Speechless Home Automation Using Custom Sound Recognition on ESP32S3 Box 3

Published January 19, 2026 0

u uploader
Author

Speechless Home Automation with ESP32-S3 Box 3

By Arun Kumar

Human–machine interaction today is heavily centered around speech.

Voice assistants, smart speakers, and voice-controlled home automation systems assume that the user can speak clearly and consistently.

However, this assumption excludes an important group of users:

People with speech impairments
Individuals who are temporarily unable to speak
Users with neurological or motor speech disorders
Situations where speaking is difficult, unsafe, or undesirable

For these users, conventional voice assistants are either unreliable or completely unusable.

This project explores an alternative form of interaction that does not require speech at all.

Instead of spoken words, the system responds to custom, non-verbal sounds such as taps, clicks, knocks, or simple vocal tones, sounds that are often still possible even when speech is not.

This project explores an alternative approach:

Can a device be controlled using sound intent instead of spoken language?

Proposed Solution:

We propose a voiceless home automation system that operates using:

Custom non-verbal sounds (taps, clicks, tones)
Lightweight on-device signal processing
No internet, no cloud, no speech recognition

The system listens for:

A wake sound to activate
A command sound to trigger an action

Each sound is trained by the user, making the system:

Language-independent
User-adaptive
Fully offline

Key Innovations

1. Voiceless Interaction Model

Instead of recognizing words, the system recognizes acoustic patterns:

Energy envelope
Spectral distribution
Temporal consistency

2. This makes the system:

Faster than speech recognition
Less computationally expensive
More robust for embedded hardware

3. On-Device Training

Users can record:

Wake sound
Multiple task sounds

These references are stored in non-volatile memory (NVS) and persist across reboots.

Components Required

ESP32S3 Box 3

Circuit Diagram

Hardware Assembly

The ESP32S3 box 3 is mounted on the GPIO dock and the components for testing are connected using the GPIO pins.

Controller:

ESP32S3 Box 3
Integrated:
- Microphone
- Audio output
- Touchscreen display

Controlled Loads

AC Bulb (220V) via relay module
DC Motor / Fan via MOSFET trigger switch

This allows demonstration of:

High-voltage AC control
Low-voltage DC control
Safe isolation between logic and load

Safety Considerations

AC loads are isolated using a relay module
No direct connection between mains voltage and ESP32
DC motor uses MOSFET switching, not direct GPIO drive
Audio and control paths are mutually exclusive via mutex locking

Safety was considered at both electrical and software levels.

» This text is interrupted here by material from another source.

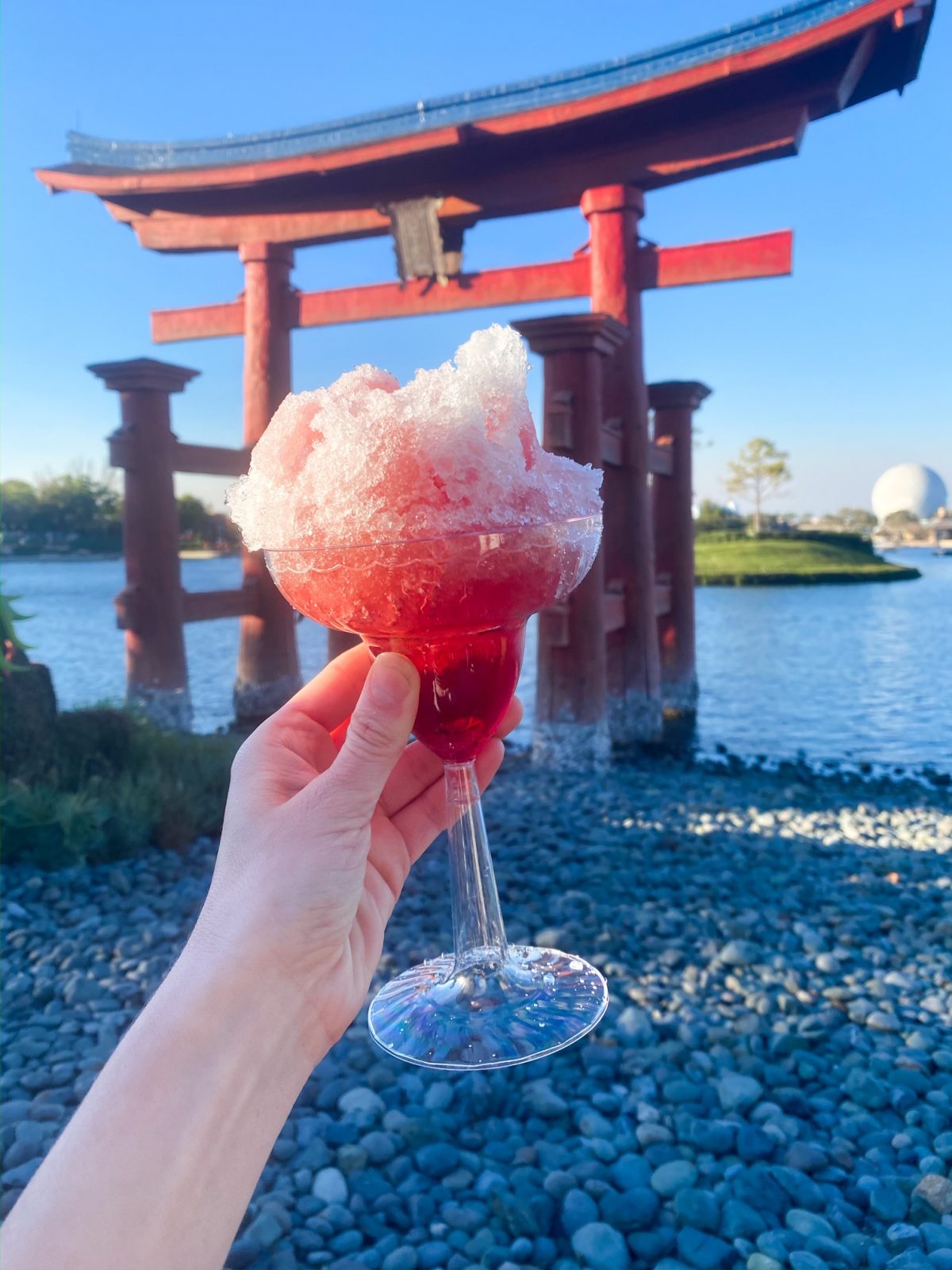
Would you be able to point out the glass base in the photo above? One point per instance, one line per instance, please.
(494, 1013)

Fully Assembled Speechless Home Automation

Code Explanation

The project does not rely on speech recognition or cloud-based voice assistants. Instead, it uses simple, reliable audio signal characteristics to identify intentional sounds made by the user. To separate and identify sounds, the system uses three methods together.

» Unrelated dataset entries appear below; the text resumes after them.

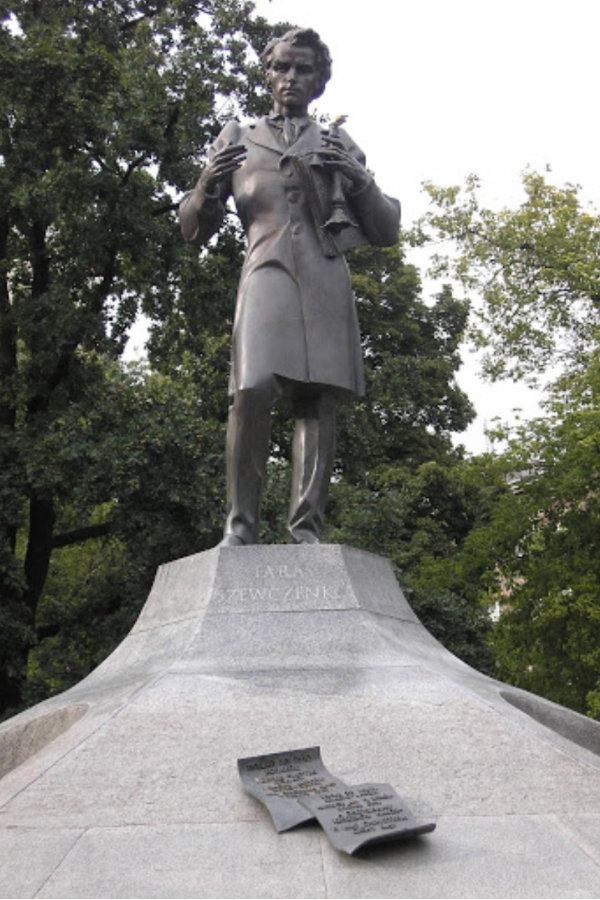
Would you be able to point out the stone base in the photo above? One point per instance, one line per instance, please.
(127, 785)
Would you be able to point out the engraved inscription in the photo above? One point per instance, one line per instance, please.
(280, 593)
(363, 814)
(279, 780)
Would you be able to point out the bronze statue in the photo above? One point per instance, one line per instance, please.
(304, 197)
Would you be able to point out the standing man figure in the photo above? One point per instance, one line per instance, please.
(304, 196)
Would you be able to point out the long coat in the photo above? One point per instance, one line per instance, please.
(295, 315)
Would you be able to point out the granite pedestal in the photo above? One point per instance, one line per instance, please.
(127, 785)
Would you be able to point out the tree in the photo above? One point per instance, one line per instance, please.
(548, 639)
(535, 269)
(104, 107)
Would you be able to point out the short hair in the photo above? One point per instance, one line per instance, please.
(303, 37)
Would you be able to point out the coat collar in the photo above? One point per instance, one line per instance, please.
(265, 135)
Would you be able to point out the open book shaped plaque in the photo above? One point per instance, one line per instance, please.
(281, 780)
(362, 814)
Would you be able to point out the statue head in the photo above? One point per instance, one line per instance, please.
(303, 37)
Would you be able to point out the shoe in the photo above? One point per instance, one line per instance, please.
(232, 540)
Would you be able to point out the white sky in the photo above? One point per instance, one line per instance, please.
(436, 89)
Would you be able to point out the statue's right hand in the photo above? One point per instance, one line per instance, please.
(221, 166)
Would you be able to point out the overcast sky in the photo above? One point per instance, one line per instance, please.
(436, 89)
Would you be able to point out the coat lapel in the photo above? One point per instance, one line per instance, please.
(262, 134)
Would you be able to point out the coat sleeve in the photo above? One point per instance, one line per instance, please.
(201, 213)
(378, 215)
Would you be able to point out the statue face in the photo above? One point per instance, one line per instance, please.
(293, 78)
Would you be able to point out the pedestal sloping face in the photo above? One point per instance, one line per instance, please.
(242, 652)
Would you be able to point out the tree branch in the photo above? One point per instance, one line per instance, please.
(77, 535)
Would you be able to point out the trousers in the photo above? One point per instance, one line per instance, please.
(247, 450)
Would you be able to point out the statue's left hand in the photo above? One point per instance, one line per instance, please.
(333, 154)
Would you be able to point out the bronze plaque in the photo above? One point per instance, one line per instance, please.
(356, 816)
(280, 780)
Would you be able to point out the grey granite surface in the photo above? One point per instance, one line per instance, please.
(246, 651)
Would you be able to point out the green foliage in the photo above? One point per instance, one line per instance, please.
(104, 109)
(535, 269)
(106, 470)
(549, 638)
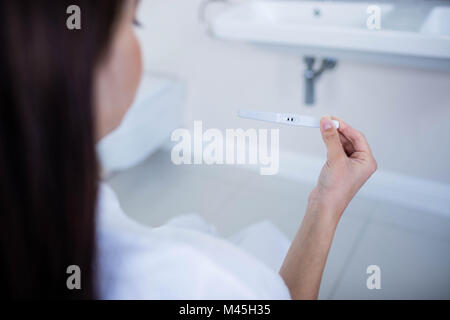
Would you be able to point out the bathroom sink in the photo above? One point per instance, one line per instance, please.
(413, 31)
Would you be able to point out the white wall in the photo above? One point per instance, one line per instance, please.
(405, 113)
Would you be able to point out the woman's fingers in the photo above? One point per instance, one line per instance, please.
(347, 144)
(354, 136)
(331, 138)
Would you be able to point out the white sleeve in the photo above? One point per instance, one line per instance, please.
(135, 262)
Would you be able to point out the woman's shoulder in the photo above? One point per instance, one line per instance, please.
(170, 262)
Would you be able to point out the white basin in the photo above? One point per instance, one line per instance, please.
(405, 31)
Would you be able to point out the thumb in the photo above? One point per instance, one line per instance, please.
(330, 136)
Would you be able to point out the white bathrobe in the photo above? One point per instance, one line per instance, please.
(185, 259)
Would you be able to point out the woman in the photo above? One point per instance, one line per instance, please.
(62, 90)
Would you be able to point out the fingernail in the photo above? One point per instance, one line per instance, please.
(327, 124)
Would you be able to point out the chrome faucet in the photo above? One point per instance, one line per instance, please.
(311, 76)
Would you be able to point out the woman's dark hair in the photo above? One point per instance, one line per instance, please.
(48, 165)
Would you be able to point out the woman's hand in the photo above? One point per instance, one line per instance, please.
(349, 165)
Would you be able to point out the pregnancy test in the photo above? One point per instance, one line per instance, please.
(284, 118)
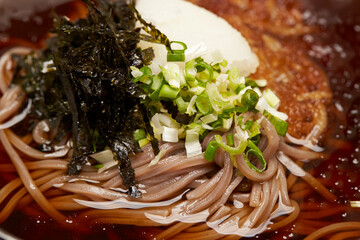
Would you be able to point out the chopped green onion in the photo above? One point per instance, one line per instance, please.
(231, 150)
(281, 126)
(158, 81)
(250, 82)
(210, 151)
(182, 105)
(139, 134)
(209, 118)
(217, 124)
(254, 129)
(230, 140)
(203, 104)
(250, 99)
(254, 150)
(176, 55)
(201, 66)
(247, 125)
(192, 143)
(261, 82)
(168, 92)
(271, 98)
(143, 142)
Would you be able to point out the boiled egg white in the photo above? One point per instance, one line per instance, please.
(204, 33)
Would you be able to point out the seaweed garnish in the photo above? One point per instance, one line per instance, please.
(96, 100)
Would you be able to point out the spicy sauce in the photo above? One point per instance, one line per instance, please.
(335, 47)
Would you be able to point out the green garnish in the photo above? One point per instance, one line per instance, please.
(230, 140)
(176, 55)
(254, 150)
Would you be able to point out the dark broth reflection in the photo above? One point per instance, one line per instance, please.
(334, 47)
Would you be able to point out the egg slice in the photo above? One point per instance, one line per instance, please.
(204, 33)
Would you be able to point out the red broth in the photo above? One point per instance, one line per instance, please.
(335, 47)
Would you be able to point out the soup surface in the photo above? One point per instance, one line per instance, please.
(329, 33)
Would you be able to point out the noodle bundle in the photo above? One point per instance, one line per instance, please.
(194, 198)
(182, 197)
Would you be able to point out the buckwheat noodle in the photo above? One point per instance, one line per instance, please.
(186, 197)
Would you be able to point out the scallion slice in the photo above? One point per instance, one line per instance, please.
(182, 105)
(139, 134)
(254, 150)
(250, 99)
(176, 55)
(210, 151)
(168, 92)
(230, 140)
(203, 104)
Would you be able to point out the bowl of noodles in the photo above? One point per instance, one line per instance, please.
(97, 141)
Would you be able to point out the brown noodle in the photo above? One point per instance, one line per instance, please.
(42, 180)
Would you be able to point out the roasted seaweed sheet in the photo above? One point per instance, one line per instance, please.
(89, 84)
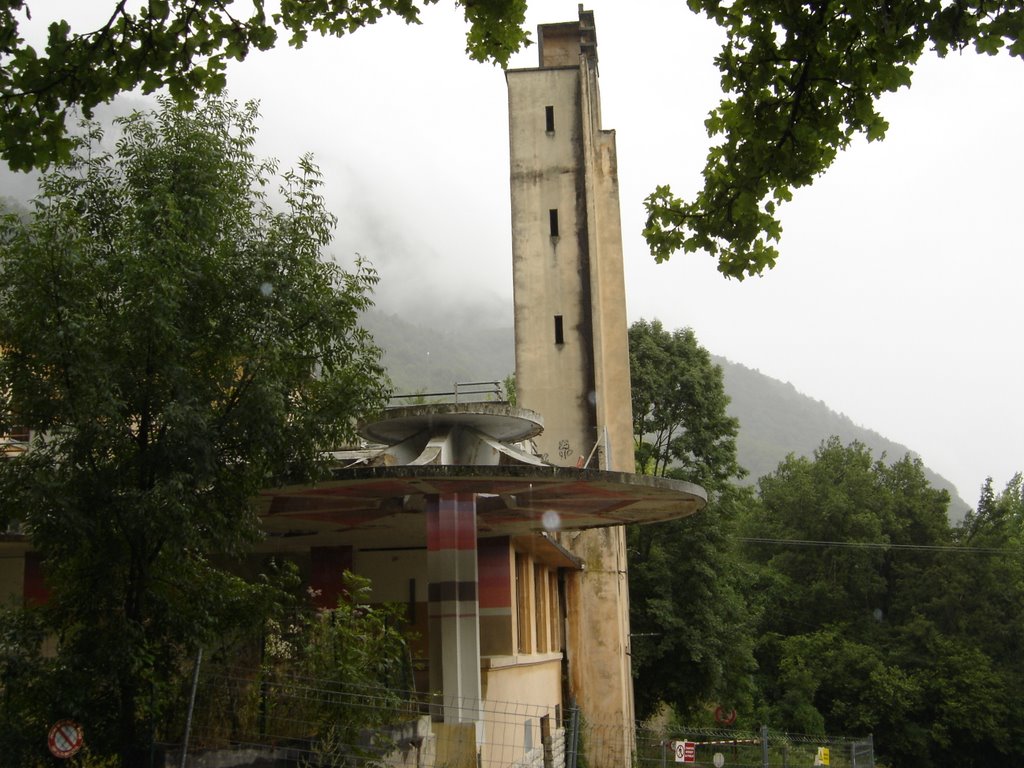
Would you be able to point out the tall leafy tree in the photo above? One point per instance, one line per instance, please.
(175, 344)
(680, 421)
(687, 612)
(875, 612)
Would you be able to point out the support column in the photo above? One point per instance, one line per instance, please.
(455, 625)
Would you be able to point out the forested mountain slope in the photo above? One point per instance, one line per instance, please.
(775, 419)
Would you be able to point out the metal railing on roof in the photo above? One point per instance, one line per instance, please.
(472, 391)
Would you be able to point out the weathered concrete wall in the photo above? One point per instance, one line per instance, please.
(579, 380)
(514, 736)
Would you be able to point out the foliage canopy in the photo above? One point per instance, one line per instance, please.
(801, 81)
(183, 45)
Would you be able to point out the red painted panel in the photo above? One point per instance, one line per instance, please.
(327, 565)
(35, 591)
(495, 569)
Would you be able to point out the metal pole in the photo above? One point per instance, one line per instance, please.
(192, 707)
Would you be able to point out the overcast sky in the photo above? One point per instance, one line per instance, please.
(897, 297)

A sound is accepted only if it passes all three checks, which greatly reduces false triggers from background noise.

Overview of the Three Methods

Loudness Envelope (RMS over time)
Coarse Spectral Distribution
Temporal Shape Matching (Correlation)

Each recorded sound (wake sound or command sound) is stored as a reference pattern and later compared against live audio.

1. Loudness Envelope (RMS)

The first method measures how loud the sound is over time. The microphone audio is divided into short frames. For each frame, the system calculates the Root Mean Square (RMS) value, which represents loudness. This produces a loudness envelope, showing how the sound grows and fades.

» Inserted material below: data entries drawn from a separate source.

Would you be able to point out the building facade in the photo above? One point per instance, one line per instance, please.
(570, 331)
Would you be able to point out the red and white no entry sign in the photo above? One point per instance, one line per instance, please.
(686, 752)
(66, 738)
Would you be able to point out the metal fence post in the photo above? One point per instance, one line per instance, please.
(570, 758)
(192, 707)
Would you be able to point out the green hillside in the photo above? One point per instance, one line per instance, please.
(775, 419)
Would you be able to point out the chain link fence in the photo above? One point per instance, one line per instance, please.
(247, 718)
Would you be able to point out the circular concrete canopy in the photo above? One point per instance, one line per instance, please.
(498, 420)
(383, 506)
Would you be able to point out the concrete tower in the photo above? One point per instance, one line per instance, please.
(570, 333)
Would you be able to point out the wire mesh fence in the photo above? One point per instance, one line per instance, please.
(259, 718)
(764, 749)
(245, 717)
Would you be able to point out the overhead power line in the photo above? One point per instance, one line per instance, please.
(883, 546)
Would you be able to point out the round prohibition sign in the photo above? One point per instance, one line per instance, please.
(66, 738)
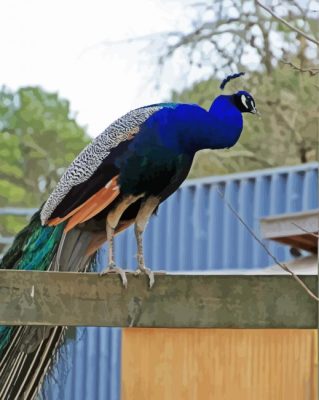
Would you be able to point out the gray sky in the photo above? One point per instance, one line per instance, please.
(58, 45)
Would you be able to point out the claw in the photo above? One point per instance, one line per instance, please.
(113, 268)
(144, 270)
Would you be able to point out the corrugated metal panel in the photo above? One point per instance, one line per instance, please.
(194, 230)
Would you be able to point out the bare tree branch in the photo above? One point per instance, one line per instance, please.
(311, 70)
(311, 39)
(281, 265)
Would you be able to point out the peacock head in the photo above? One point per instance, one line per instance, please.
(245, 102)
(242, 100)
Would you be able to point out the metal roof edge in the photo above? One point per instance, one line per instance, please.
(251, 174)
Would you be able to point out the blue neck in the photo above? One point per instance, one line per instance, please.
(217, 129)
(186, 128)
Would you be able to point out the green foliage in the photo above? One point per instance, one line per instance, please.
(39, 137)
(285, 134)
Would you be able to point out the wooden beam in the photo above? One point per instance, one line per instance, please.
(291, 229)
(287, 224)
(216, 301)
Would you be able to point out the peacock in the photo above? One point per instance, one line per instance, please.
(118, 180)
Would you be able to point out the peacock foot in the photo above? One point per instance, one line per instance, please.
(112, 268)
(141, 269)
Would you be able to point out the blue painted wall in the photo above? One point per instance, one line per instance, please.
(194, 230)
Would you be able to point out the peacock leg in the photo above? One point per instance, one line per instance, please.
(112, 221)
(143, 216)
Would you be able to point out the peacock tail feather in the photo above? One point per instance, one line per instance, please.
(27, 352)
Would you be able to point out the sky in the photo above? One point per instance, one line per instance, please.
(60, 46)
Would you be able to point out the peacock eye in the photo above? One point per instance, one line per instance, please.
(243, 100)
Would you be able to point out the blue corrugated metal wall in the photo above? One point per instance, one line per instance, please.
(194, 230)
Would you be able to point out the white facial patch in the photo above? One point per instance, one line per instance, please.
(243, 100)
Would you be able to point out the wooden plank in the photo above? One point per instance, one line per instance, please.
(287, 224)
(219, 364)
(286, 229)
(74, 299)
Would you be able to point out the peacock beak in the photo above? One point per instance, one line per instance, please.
(255, 111)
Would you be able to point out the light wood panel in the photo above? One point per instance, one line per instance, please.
(196, 364)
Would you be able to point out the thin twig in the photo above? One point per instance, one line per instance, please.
(304, 230)
(311, 39)
(281, 265)
(311, 71)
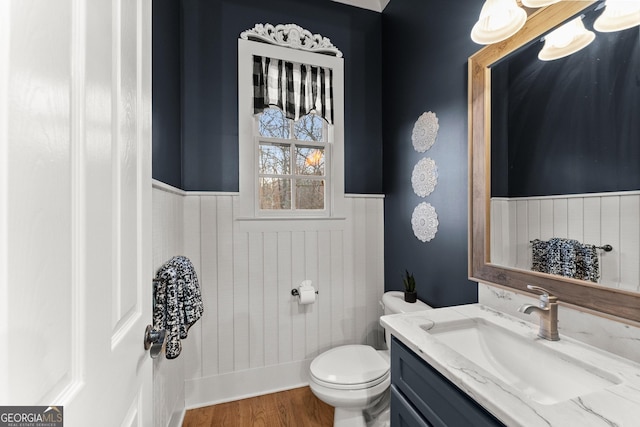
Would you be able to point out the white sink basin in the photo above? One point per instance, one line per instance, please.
(542, 374)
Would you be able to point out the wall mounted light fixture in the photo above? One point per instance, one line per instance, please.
(565, 40)
(538, 3)
(499, 20)
(618, 15)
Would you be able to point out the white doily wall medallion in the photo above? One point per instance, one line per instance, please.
(424, 177)
(425, 131)
(424, 222)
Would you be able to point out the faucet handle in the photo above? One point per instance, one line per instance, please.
(545, 297)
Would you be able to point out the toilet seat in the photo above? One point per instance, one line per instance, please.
(350, 367)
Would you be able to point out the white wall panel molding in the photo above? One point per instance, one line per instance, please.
(597, 218)
(169, 238)
(248, 383)
(254, 337)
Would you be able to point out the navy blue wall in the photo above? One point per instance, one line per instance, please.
(209, 107)
(426, 45)
(573, 123)
(167, 155)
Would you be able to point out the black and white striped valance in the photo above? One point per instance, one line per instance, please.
(297, 89)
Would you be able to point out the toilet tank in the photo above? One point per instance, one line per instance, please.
(393, 303)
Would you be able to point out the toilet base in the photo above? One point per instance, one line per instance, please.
(345, 417)
(379, 415)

Why this matters: Different intentional sounds have different loudness shapes:

A tap or click rises and falls very quickly
A hum or sustained sound rises slowly and lasts longer

/* RMS = loudness of one frame */
static float compute_rms(int16_t *buf, int samples)
{
   double sum = 0;
   for (int i = 0; i < samples; i++)
   {
       float v = buf[i] / 32768.0f;
       sum += v * v;
   }
   return sqrt(sum / samples);
}

2. Coarse Spectral Distribution

The second method looks at where the energy of the sound is concentrated.

Instead of performing a full FFT (which is expensive and unnecessary), the signal is split into four coarse frequency bands:

Very low, Low–mid, Mid–high, High. Each band accumulates energy from the audio samples.

Why this matters: Different sounds excite different frequency ranges:

Taps and clicks → more high-frequency energy
Hums and breath sounds → more low-frequency energy

This allows the system to distinguish between: A finger tap, a vocal hum or random background noise.

/* spectral centroid = where energy sits (low vs high freq) */
static float compute_centroid(float bands[SPEC_BANDS])
{
   float num = 0, den = 0;
   for (int i = 0; i < SPEC_BANDS; i++)
   {
       num += i * bands[i];
       den += bands[i];
   }
   return (den > 0) ? (num / den) : 0;
}

3. Temporal Shape Matching (Correlation)

The third method compares how the sound evolves over time, not just how loud it is. Even if two sounds have similar loudness, their time structure may differ.

To capture this, the system performs

Correlation between the recorded RMS envelope
Correlation between the live RMS envelope

Why this matters: This prevents false triggers such as

Someone speaking nearby
Random knocks or table vibrations
Environmental noise bursts

Only sounds with a similar temporal pattern to the recorded reference are accepted.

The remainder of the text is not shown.